Do you have any advice to give aspiring writers?
To anyone writing their first book, be patient with the editing process. For me, writing the first draft was easy and relatively quick compared to all the subsequent rounds of editing. Though everything takes time, edting definitely demands the majority of it. Yet the gleaming, polished final work makes everything worthwhile. There might be tears and frustration along the way, so I suggest keeping some chocolate nearby whenever you need a pick-me-up.
What inspired Issaura's Claws?
This story was loosely inspired by a dream which involved a military camp where speaking animals were training and I was a white tiger. Strange but true! The rest of the story revealed itself to me as soon as I began typing. I will admit that I have studied animal behavior, apprenticed in dog training, worked at a zoo, and was a licensed wildlife rehabilitator. That knowledge helped make the Theriomorphs—a race that can transform into animals—more real and intriguing.

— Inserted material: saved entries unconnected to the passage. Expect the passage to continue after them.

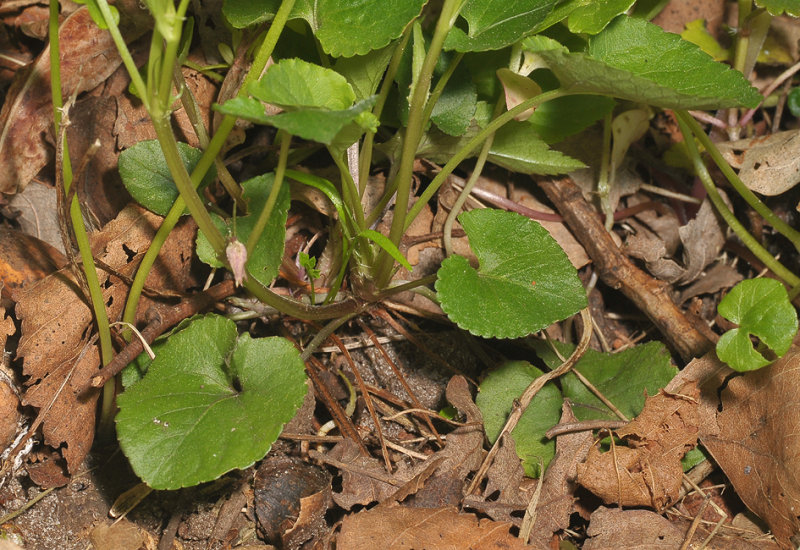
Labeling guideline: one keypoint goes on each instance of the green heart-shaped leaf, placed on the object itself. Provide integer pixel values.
(636, 60)
(495, 400)
(525, 282)
(265, 258)
(145, 174)
(209, 403)
(343, 27)
(626, 377)
(761, 308)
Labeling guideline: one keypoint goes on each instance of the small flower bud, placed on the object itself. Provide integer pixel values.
(236, 253)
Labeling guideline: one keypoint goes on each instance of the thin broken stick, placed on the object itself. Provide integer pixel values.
(159, 319)
(521, 404)
(651, 296)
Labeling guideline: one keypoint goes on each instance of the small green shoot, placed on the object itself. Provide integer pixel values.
(147, 178)
(762, 309)
(309, 263)
(523, 284)
(624, 378)
(495, 399)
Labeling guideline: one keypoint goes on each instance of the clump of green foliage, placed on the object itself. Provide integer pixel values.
(498, 81)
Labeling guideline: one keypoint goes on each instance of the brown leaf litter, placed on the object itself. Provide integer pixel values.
(751, 429)
(58, 351)
(401, 528)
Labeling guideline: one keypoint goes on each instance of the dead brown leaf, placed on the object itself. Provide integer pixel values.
(507, 488)
(559, 484)
(364, 481)
(24, 259)
(755, 439)
(35, 210)
(7, 327)
(769, 165)
(648, 471)
(677, 13)
(59, 355)
(88, 57)
(401, 528)
(702, 240)
(291, 497)
(631, 529)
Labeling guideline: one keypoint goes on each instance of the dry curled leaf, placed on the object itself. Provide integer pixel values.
(769, 165)
(755, 438)
(291, 497)
(558, 487)
(702, 240)
(59, 355)
(648, 471)
(400, 528)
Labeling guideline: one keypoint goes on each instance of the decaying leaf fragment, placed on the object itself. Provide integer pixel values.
(59, 354)
(769, 165)
(559, 484)
(365, 480)
(702, 239)
(755, 439)
(646, 472)
(401, 528)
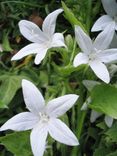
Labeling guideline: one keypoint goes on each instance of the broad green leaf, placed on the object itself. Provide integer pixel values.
(17, 143)
(8, 88)
(112, 134)
(6, 44)
(104, 99)
(101, 151)
(71, 17)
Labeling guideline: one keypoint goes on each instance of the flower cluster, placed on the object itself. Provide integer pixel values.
(42, 117)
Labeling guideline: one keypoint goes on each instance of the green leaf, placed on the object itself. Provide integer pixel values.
(71, 17)
(8, 88)
(112, 134)
(104, 99)
(101, 151)
(6, 44)
(113, 154)
(17, 143)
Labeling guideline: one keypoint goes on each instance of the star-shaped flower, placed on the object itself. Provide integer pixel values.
(95, 53)
(42, 39)
(43, 119)
(111, 18)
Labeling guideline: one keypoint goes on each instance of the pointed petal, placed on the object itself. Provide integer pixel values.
(32, 32)
(114, 41)
(21, 122)
(27, 50)
(110, 7)
(38, 139)
(104, 39)
(60, 132)
(94, 116)
(50, 22)
(32, 96)
(100, 70)
(79, 59)
(108, 121)
(83, 40)
(101, 23)
(40, 56)
(58, 40)
(61, 105)
(108, 56)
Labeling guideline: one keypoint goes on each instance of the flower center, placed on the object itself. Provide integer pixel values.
(115, 19)
(43, 117)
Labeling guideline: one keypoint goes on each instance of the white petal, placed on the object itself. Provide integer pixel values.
(21, 122)
(110, 6)
(27, 50)
(58, 40)
(114, 41)
(60, 105)
(100, 70)
(104, 39)
(79, 59)
(108, 56)
(38, 139)
(32, 32)
(60, 132)
(94, 116)
(108, 121)
(83, 40)
(50, 22)
(40, 56)
(101, 23)
(32, 96)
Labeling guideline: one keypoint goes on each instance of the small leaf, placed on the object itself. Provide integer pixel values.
(8, 88)
(6, 45)
(17, 143)
(70, 17)
(112, 133)
(104, 99)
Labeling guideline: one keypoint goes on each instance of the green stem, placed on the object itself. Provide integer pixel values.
(89, 12)
(73, 53)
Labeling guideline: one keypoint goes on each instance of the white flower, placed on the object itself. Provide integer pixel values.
(42, 119)
(111, 17)
(95, 53)
(42, 40)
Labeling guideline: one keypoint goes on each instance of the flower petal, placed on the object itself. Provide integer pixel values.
(50, 22)
(38, 139)
(104, 39)
(27, 50)
(94, 116)
(21, 122)
(58, 40)
(101, 23)
(40, 56)
(108, 56)
(80, 59)
(60, 105)
(100, 70)
(32, 32)
(32, 96)
(60, 132)
(83, 40)
(110, 7)
(108, 121)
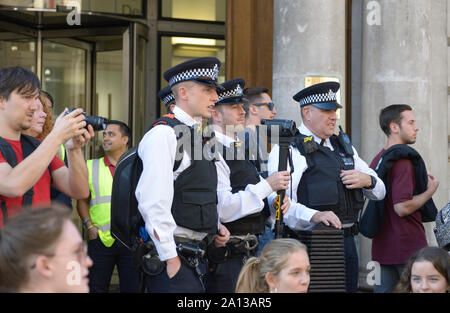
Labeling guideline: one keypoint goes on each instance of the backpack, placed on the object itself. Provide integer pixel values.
(29, 144)
(127, 225)
(442, 228)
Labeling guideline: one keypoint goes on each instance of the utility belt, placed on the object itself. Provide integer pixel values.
(236, 248)
(352, 230)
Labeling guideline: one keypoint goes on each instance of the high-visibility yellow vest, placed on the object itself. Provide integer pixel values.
(100, 184)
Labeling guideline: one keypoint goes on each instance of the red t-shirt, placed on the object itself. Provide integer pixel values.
(41, 188)
(399, 237)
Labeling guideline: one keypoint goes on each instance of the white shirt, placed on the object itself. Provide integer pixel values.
(233, 206)
(154, 191)
(299, 215)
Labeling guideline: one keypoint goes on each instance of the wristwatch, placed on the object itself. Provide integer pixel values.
(374, 182)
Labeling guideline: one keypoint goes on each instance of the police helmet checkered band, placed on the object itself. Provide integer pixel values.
(442, 226)
(322, 97)
(236, 92)
(169, 98)
(203, 73)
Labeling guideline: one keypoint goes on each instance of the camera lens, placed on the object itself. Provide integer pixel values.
(97, 122)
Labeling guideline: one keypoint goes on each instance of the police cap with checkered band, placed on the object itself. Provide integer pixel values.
(322, 96)
(166, 96)
(200, 70)
(233, 92)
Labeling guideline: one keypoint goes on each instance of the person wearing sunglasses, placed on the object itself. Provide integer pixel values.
(41, 251)
(258, 107)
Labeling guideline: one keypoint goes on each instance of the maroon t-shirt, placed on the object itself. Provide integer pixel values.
(399, 237)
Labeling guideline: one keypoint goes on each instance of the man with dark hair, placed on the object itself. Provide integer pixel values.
(27, 181)
(95, 212)
(259, 107)
(402, 231)
(241, 192)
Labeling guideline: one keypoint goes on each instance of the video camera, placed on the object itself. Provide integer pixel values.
(286, 128)
(97, 122)
(287, 131)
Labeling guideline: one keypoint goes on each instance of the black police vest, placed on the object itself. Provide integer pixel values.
(321, 187)
(243, 173)
(194, 203)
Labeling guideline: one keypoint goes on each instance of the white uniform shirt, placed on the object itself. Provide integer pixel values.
(299, 216)
(155, 188)
(233, 206)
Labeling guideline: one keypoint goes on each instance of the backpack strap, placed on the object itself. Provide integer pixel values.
(10, 157)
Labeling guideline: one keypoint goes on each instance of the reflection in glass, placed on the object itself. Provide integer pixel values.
(18, 53)
(140, 96)
(125, 7)
(64, 75)
(175, 50)
(203, 10)
(108, 93)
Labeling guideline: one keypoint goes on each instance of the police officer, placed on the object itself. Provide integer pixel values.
(95, 212)
(329, 179)
(166, 96)
(177, 194)
(241, 191)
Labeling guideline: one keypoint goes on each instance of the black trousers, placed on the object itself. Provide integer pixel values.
(185, 280)
(224, 277)
(105, 259)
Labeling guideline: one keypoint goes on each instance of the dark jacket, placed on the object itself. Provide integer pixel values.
(372, 219)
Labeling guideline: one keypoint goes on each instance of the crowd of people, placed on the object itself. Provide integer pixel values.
(223, 205)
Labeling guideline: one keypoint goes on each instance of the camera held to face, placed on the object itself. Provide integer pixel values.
(97, 122)
(286, 128)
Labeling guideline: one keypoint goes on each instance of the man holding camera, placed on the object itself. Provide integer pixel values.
(329, 179)
(241, 191)
(95, 212)
(28, 182)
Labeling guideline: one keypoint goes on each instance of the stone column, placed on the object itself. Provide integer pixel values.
(309, 40)
(404, 60)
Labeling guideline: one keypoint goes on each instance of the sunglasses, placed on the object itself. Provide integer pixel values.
(271, 105)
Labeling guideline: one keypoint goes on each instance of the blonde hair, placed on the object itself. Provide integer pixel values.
(252, 278)
(30, 233)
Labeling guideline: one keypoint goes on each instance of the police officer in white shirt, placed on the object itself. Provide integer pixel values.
(329, 179)
(179, 206)
(242, 192)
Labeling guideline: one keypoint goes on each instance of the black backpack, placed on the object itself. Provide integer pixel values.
(29, 144)
(126, 220)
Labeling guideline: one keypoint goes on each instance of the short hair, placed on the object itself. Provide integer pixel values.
(30, 233)
(392, 114)
(253, 94)
(124, 129)
(48, 96)
(18, 78)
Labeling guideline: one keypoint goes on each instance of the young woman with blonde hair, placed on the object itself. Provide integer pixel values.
(283, 266)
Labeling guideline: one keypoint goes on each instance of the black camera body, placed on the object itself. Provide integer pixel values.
(97, 122)
(286, 128)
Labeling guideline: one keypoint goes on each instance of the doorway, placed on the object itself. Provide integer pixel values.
(99, 66)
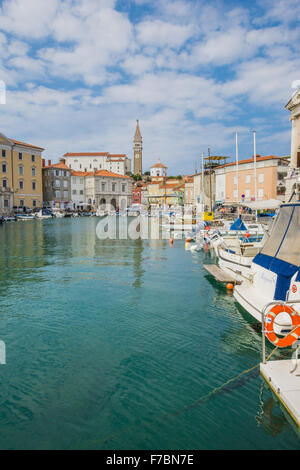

Can you tell us about your new book?
Answer: Issaura’s Claws is the first of a four-book series entitled the Incarn Saga. This young adult war fantasy takes place in the fictional kingdom of Elysia—home to two races of beings: the ruling humans and the Theriomorphs who can transform into an animal form at will. Though the two races distrust each other, they must unite when the Raiders, invaders from across the ocean, attack the Elysians. The protagonist, Lluava, is a seventeen-year-old Theriomorph who is drafted into the army. Through her eyes, you see how dire the situation really is and experience the many adventures she endures.
Where are you from? Can you tell us a little about yourself?
Answer: You could call me a Southern girl. I was born in Texas, grew up in Georgia, and live in New Orleans. Most of my childhood was spent in the country where I was blessed with opportunities to work with a wide range of animals as well as encouraged to play “make-believe” with my sister and friends. My imaginary childhood adventures helped further my ability to become a fantasy writer. Moreover, my experience with animals greatly influenced my first book series, the Incarn Saga. I am also an artist and specialize in reverse-glass paintings with a New Orleans theme. My dog, Alli, is often featured making gumbo or trying on Mardi Gras masks.